If you were paying attention to American roadracing in the 1990s (more and more resembling a golden era), the name Martin Adams might ring a bell. Martin begat the Commonwealth Racing team, which in 1989 won its first AMA title: That would be the AMA Pro Twins GP championship (at the last corner, at the last round of the Series (Topeka), with Randy Renfrow in the saddle of the Commonwealth Honda RS850).
Later, when Camel sponsorship came to town in 1991 (remember tobacco?), Commonwealth became known as Smokin’ Joe’s Honda, winning four 600 AMA Supersport championships over the next seven seasons as well as more than a few Superbike races. When Honda’s new RC45 arrived on scene in 1995, Martin’s team won 19 0f 21 Superbike and Supersport races entered that year, with Miguel Duhamel taking both championships on the Smokin’ Joe’s RC and CBR600F3. Not bad.
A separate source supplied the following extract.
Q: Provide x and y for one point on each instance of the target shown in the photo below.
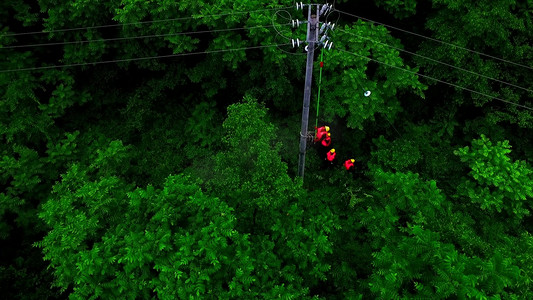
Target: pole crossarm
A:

Those were great motorcycles, too, but this story isn’t about them. It’s about Martin’s first racer, and our introductory Reader’s Ride: the Commonwealth Racing Norton he campaigned in 1984 and ’85. Our recent news posts about Norton’s current fiduciary woes started him down the memory lane of his own Norton misdeeds. Take it away, Mr. Adams:
“The name came from my being from the Commonwealth of Kentucky, our rider being from Great Britain, while our crew was Australian – the British Commonwealth of Nations. I knew just enough about Nortons to make myself dangerous. I had a Dunstall Commando. This was a Norton short-stroke 750 with bigger pistons, revised “squish” combustion chambers, and a one-piece lightened crank, netting – whatever! I had no dyno!! It seemed fast at the time!